L'homme pivota sur sa chaise pour foudroyer de son regard sombre les quelques curieux qui avaient osé tendre l'oreille vers lui dans l'espoir sans doute de comprendre ce qui avait déclenché son hilarité.

« Je veux que tu te rapproches de cette fille et même d'Eytan s'il le faut. Plus besoin d'être discret, ils pensent que tu es de leur côté, nous allons en profiter.

— Et s'ils me demandent de venir avec eux par exemple ? Ou de faire des choses qui pourraient vous nuire ?

— Je garderai un œil sur vous, mais d'ici là, nous ne nous verrons plus pour ne pas qu'ils se méfient. Si j'ai besoin de te faire passer des informations, je le ferai par d'autres canaux. Fais ce qu'il faut pour qu'ils te fassent confiance, c'est le meilleur moyen de les piéger et si pour ça tu dois agir contre moi, fais-le.

— Et si je dois vous contacter ?

— Pour ta propre sécurité, tu ne pourras pas. »

Un sourire vicieux vissé sur les lèvres, ses yeux bruns brillant de plaisir, Glenn exultait sans plus chercher à le cacher. Igor savait que l'homme était venu sur Hajourdan à la recherche de sensations et de danger sans se soucier de la morale et c'était la raison pour laquelle il s'était avéré être un si bon atout. Jouer l'agent double et se faire passer pour un allié auprès d'Eytan qu'il détestait tout particulièrement était donc une opportunité qu'il saisissait à deux mains. D'avance, il jouissait de la perspective de trahir sa proie après avoir joué avec et sur ce point-là, il ressemblait beaucoup à l'Illusionniste.

« Est-ce que tu as d'autres informations à me délivrer ? l'interrogea ce dernier en finissant sa bière à son tour.

— Non, je crois que c'est bon.

— Très bien, alors je vais t'expliquer en détails ce que j'attends de toi et te montrer où tu peux trouver cette pierre que nos deux amis recherchent, mais avant cela, j'ai une dernière question : ton cadeau t'a-t-il plu ?
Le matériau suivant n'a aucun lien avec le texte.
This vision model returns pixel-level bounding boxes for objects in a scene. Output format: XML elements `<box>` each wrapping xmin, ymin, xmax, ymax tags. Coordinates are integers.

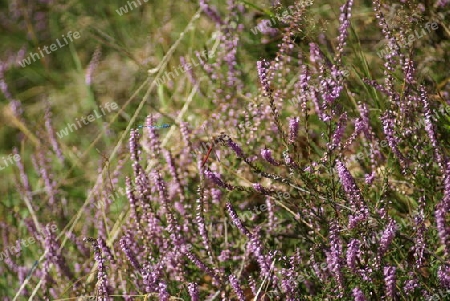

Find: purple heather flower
<box><xmin>188</xmin><ymin>283</ymin><xmax>200</xmax><ymax>301</ymax></box>
<box><xmin>383</xmin><ymin>266</ymin><xmax>396</xmax><ymax>300</ymax></box>
<box><xmin>184</xmin><ymin>250</ymin><xmax>220</xmax><ymax>285</ymax></box>
<box><xmin>327</xmin><ymin>223</ymin><xmax>344</xmax><ymax>297</ymax></box>
<box><xmin>330</xmin><ymin>113</ymin><xmax>347</xmax><ymax>149</ymax></box>
<box><xmin>227</xmin><ymin>139</ymin><xmax>245</xmax><ymax>158</ymax></box>
<box><xmin>85</xmin><ymin>45</ymin><xmax>102</xmax><ymax>86</ymax></box>
<box><xmin>378</xmin><ymin>219</ymin><xmax>397</xmax><ymax>257</ymax></box>
<box><xmin>336</xmin><ymin>160</ymin><xmax>369</xmax><ymax>229</ymax></box>
<box><xmin>200</xmin><ymin>0</ymin><xmax>224</xmax><ymax>26</ymax></box>
<box><xmin>119</xmin><ymin>237</ymin><xmax>141</xmax><ymax>272</ymax></box>
<box><xmin>419</xmin><ymin>85</ymin><xmax>444</xmax><ymax>168</ymax></box>
<box><xmin>204</xmin><ymin>169</ymin><xmax>233</xmax><ymax>190</ymax></box>
<box><xmin>228</xmin><ymin>274</ymin><xmax>245</xmax><ymax>301</ymax></box>
<box><xmin>352</xmin><ymin>287</ymin><xmax>366</xmax><ymax>301</ymax></box>
<box><xmin>261</xmin><ymin>148</ymin><xmax>281</xmax><ymax>166</ymax></box>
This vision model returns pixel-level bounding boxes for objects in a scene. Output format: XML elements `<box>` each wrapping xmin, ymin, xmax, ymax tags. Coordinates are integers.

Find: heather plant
<box><xmin>0</xmin><ymin>0</ymin><xmax>450</xmax><ymax>301</ymax></box>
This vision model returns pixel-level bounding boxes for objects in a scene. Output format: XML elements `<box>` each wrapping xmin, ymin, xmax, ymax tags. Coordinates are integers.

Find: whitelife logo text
<box><xmin>19</xmin><ymin>31</ymin><xmax>80</xmax><ymax>68</ymax></box>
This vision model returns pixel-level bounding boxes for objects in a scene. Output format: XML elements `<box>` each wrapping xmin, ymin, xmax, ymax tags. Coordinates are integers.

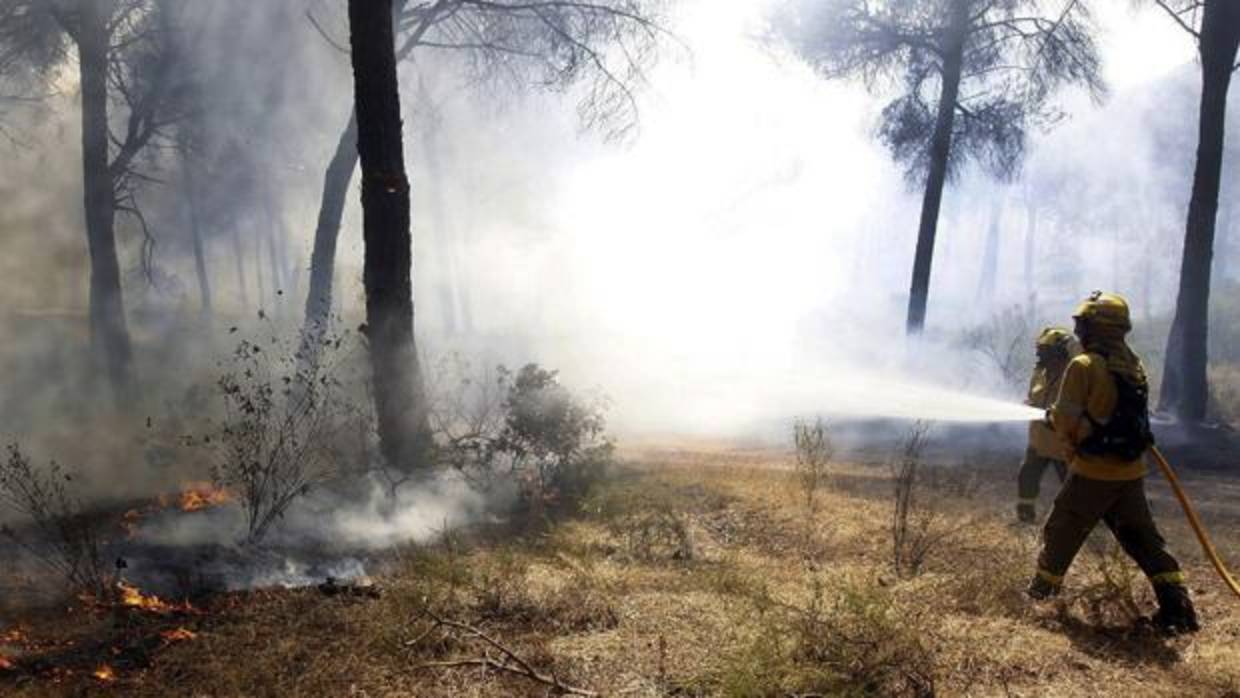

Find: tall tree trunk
<box><xmin>1024</xmin><ymin>202</ymin><xmax>1038</xmax><ymax>315</ymax></box>
<box><xmin>1159</xmin><ymin>0</ymin><xmax>1240</xmax><ymax>423</ymax></box>
<box><xmin>185</xmin><ymin>162</ymin><xmax>212</xmax><ymax>321</ymax></box>
<box><xmin>348</xmin><ymin>0</ymin><xmax>430</xmax><ymax>472</ymax></box>
<box><xmin>77</xmin><ymin>0</ymin><xmax>133</xmax><ymax>400</ymax></box>
<box><xmin>977</xmin><ymin>192</ymin><xmax>1003</xmax><ymax>303</ymax></box>
<box><xmin>301</xmin><ymin>112</ymin><xmax>357</xmax><ymax>363</ymax></box>
<box><xmin>906</xmin><ymin>0</ymin><xmax>968</xmax><ymax>335</ymax></box>
<box><xmin>232</xmin><ymin>228</ymin><xmax>249</xmax><ymax>309</ymax></box>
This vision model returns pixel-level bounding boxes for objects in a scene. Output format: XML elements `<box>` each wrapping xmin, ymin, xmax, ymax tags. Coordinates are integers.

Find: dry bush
<box><xmin>192</xmin><ymin>332</ymin><xmax>372</xmax><ymax>544</ymax></box>
<box><xmin>1065</xmin><ymin>541</ymin><xmax>1145</xmax><ymax>626</ymax></box>
<box><xmin>957</xmin><ymin>306</ymin><xmax>1037</xmax><ymax>395</ymax></box>
<box><xmin>718</xmin><ymin>580</ymin><xmax>935</xmax><ymax>698</ymax></box>
<box><xmin>0</xmin><ymin>444</ymin><xmax>115</xmax><ymax>599</ymax></box>
<box><xmin>890</xmin><ymin>422</ymin><xmax>977</xmax><ymax>577</ymax></box>
<box><xmin>792</xmin><ymin>418</ymin><xmax>836</xmax><ymax>512</ymax></box>
<box><xmin>585</xmin><ymin>486</ymin><xmax>698</xmax><ymax>562</ymax></box>
<box><xmin>432</xmin><ymin>357</ymin><xmax>614</xmax><ymax>518</ymax></box>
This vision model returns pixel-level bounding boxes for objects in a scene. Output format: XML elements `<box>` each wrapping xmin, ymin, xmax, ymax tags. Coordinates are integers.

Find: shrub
<box><xmin>0</xmin><ymin>444</ymin><xmax>115</xmax><ymax>599</ymax></box>
<box><xmin>957</xmin><ymin>306</ymin><xmax>1037</xmax><ymax>395</ymax></box>
<box><xmin>792</xmin><ymin>418</ymin><xmax>836</xmax><ymax>512</ymax></box>
<box><xmin>198</xmin><ymin>327</ymin><xmax>370</xmax><ymax>544</ymax></box>
<box><xmin>890</xmin><ymin>422</ymin><xmax>970</xmax><ymax>577</ymax></box>
<box><xmin>719</xmin><ymin>580</ymin><xmax>935</xmax><ymax>698</ymax></box>
<box><xmin>432</xmin><ymin>363</ymin><xmax>613</xmax><ymax>513</ymax></box>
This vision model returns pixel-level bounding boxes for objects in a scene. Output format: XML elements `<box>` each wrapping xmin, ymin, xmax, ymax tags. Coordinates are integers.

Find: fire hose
<box><xmin>1149</xmin><ymin>446</ymin><xmax>1240</xmax><ymax>596</ymax></box>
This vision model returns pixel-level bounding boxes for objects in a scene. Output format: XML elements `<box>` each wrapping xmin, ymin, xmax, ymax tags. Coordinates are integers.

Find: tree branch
<box><xmin>414</xmin><ymin>609</ymin><xmax>598</xmax><ymax>697</ymax></box>
<box><xmin>1153</xmin><ymin>0</ymin><xmax>1202</xmax><ymax>41</ymax></box>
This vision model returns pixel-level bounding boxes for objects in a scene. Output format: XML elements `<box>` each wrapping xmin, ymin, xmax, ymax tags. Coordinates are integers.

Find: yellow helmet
<box><xmin>1073</xmin><ymin>291</ymin><xmax>1132</xmax><ymax>332</ymax></box>
<box><xmin>1034</xmin><ymin>327</ymin><xmax>1073</xmax><ymax>353</ymax></box>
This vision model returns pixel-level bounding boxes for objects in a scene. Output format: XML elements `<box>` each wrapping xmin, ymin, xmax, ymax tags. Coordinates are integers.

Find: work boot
<box><xmin>1024</xmin><ymin>575</ymin><xmax>1059</xmax><ymax>601</ymax></box>
<box><xmin>1153</xmin><ymin>584</ymin><xmax>1202</xmax><ymax>635</ymax></box>
<box><xmin>1016</xmin><ymin>502</ymin><xmax>1038</xmax><ymax>523</ymax></box>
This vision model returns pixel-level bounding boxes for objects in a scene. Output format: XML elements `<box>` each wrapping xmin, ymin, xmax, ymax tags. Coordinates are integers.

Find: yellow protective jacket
<box><xmin>1050</xmin><ymin>353</ymin><xmax>1146</xmax><ymax>480</ymax></box>
<box><xmin>1024</xmin><ymin>366</ymin><xmax>1068</xmax><ymax>461</ymax></box>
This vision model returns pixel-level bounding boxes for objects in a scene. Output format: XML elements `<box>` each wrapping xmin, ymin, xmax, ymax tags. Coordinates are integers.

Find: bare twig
<box><xmin>414</xmin><ymin>609</ymin><xmax>598</xmax><ymax>696</ymax></box>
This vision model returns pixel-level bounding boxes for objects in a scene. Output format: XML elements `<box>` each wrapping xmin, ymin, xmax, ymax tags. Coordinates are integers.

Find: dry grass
<box><xmin>0</xmin><ymin>449</ymin><xmax>1240</xmax><ymax>698</ymax></box>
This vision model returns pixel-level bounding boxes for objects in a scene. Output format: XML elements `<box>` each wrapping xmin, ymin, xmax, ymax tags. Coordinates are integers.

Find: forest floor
<box><xmin>0</xmin><ymin>443</ymin><xmax>1240</xmax><ymax>698</ymax></box>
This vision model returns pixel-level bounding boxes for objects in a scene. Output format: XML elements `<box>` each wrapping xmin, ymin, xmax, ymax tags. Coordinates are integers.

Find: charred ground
<box><xmin>0</xmin><ymin>443</ymin><xmax>1240</xmax><ymax>696</ymax></box>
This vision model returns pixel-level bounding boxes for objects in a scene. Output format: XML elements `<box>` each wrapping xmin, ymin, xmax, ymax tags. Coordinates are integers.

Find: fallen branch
<box><xmin>417</xmin><ymin>609</ymin><xmax>598</xmax><ymax>696</ymax></box>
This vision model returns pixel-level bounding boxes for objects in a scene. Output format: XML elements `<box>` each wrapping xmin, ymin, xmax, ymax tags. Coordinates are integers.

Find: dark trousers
<box><xmin>1016</xmin><ymin>449</ymin><xmax>1068</xmax><ymax>505</ymax></box>
<box><xmin>1038</xmin><ymin>474</ymin><xmax>1184</xmax><ymax>585</ymax></box>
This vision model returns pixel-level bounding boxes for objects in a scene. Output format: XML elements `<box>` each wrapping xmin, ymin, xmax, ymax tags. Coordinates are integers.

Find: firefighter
<box><xmin>1016</xmin><ymin>327</ymin><xmax>1074</xmax><ymax>523</ymax></box>
<box><xmin>1028</xmin><ymin>291</ymin><xmax>1198</xmax><ymax>634</ymax></box>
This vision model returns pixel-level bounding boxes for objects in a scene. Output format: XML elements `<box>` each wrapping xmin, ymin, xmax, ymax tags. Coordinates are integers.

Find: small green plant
<box><xmin>890</xmin><ymin>422</ymin><xmax>957</xmax><ymax>577</ymax></box>
<box><xmin>200</xmin><ymin>316</ymin><xmax>372</xmax><ymax>544</ymax></box>
<box><xmin>432</xmin><ymin>360</ymin><xmax>614</xmax><ymax>518</ymax></box>
<box><xmin>0</xmin><ymin>444</ymin><xmax>115</xmax><ymax>599</ymax></box>
<box><xmin>792</xmin><ymin>418</ymin><xmax>836</xmax><ymax>512</ymax></box>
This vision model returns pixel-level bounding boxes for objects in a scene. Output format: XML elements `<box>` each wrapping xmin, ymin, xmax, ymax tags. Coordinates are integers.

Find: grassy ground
<box><xmin>0</xmin><ymin>444</ymin><xmax>1240</xmax><ymax>697</ymax></box>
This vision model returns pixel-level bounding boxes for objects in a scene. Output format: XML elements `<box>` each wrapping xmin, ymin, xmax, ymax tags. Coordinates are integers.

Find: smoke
<box><xmin>0</xmin><ymin>0</ymin><xmax>1220</xmax><ymax>513</ymax></box>
<box><xmin>109</xmin><ymin>474</ymin><xmax>486</xmax><ymax>594</ymax></box>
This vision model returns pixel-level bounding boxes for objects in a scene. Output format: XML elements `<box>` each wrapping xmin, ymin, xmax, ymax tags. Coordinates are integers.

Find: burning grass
<box><xmin>0</xmin><ymin>453</ymin><xmax>1240</xmax><ymax>697</ymax></box>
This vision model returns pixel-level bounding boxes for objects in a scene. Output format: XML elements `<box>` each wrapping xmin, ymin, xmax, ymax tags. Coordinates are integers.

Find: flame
<box><xmin>0</xmin><ymin>627</ymin><xmax>26</xmax><ymax>645</ymax></box>
<box><xmin>91</xmin><ymin>665</ymin><xmax>117</xmax><ymax>683</ymax></box>
<box><xmin>177</xmin><ymin>482</ymin><xmax>232</xmax><ymax>511</ymax></box>
<box><xmin>159</xmin><ymin>627</ymin><xmax>198</xmax><ymax>642</ymax></box>
<box><xmin>117</xmin><ymin>581</ymin><xmax>197</xmax><ymax>614</ymax></box>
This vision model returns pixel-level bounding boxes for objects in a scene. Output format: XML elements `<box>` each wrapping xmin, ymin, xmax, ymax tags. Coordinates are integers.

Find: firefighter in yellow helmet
<box><xmin>1016</xmin><ymin>327</ymin><xmax>1075</xmax><ymax>523</ymax></box>
<box><xmin>1029</xmin><ymin>291</ymin><xmax>1198</xmax><ymax>634</ymax></box>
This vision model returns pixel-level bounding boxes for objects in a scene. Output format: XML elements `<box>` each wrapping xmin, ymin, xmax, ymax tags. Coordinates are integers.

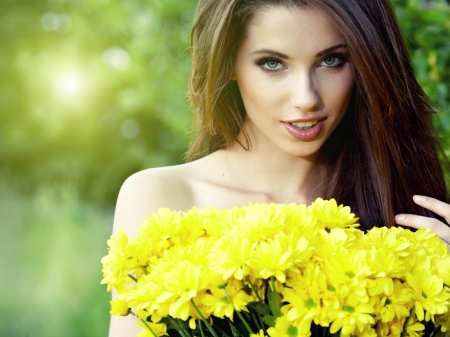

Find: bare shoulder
<box><xmin>114</xmin><ymin>164</ymin><xmax>192</xmax><ymax>237</ymax></box>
Le visage de Glenn se tordit nerveusement avant de reprendre son apparente jovialité.

« J'attendais le bon moment pour l'utiliser et je crois qu'avec ce qui s'est passé aujourd'hui, tous les signes sont alignés. »

L'Illusionniste n'insista pas. Il connaissait déjà la réponse à son interrogation et souhaitait tester la réaction de son informateur. Il savait que c'étaient les remords à propos de Méryl qui l'empêchaient d'utiliser ce cristal qu'il avait pourtant tant désiré et le fait qu'il se décidât enfin à avancer était un signe prometteur. D'un côté, Igor avait besoin que Glenn fût attaché à Méryl pour que sa position vis-à-vis d'Eytan et Élinor fût crédible, de l'autre, il ne fallait pas que cette affection empiétât sur sa mission. Le surveillant semblait avoir enfin trouvé l'équilibre, mais il devrait le surveiller quelques temps pour en être certain.

L'après-midi était déjà bien entamée quand l'Illusionniste pénétra dans son repère sous la forme de Chloé : une silhouette menue, des yeux clairs, de courts cheveux blonds. Ses pas légers résonnaient sur le sol en pierre d'un couloir étroit dans lequel se découpaient de nombreuses portes insonorisées. Il ne lui fallut pas longtemps pour arriver devant celle qu'elle cherchait. D'un coup de main habitué, elle la déverrouilla et l'ouvrit.

Une adolescente amaigrie par son séjour dans son repaire gisait sur un lit de fortune. En hauteur, hors de portée, une petite lucarne éclairait la pièce à travers de gros barreaux de fer forgé et les rayons du soleil hivernal tombaient en un doux rideau sur le visage émacié et sale de la prisonnière. Par curiosité, l'Illusionniste se laissa quelques instants porter par les doux rêves de liberté de la jeune fille, par la pureté de ces pensées qui étaient les seules sur lesquelles elle n'avait pas d'influence.

Sans faire de bruit, Chloé referma la porte et passa à la suivante. Ce soir, elle passerait à l'expérience la plus importante de toutes et si elle voulait atteindre son but et que Maliah survécût, sa prisonnière aurait besoin de toutes ses forces.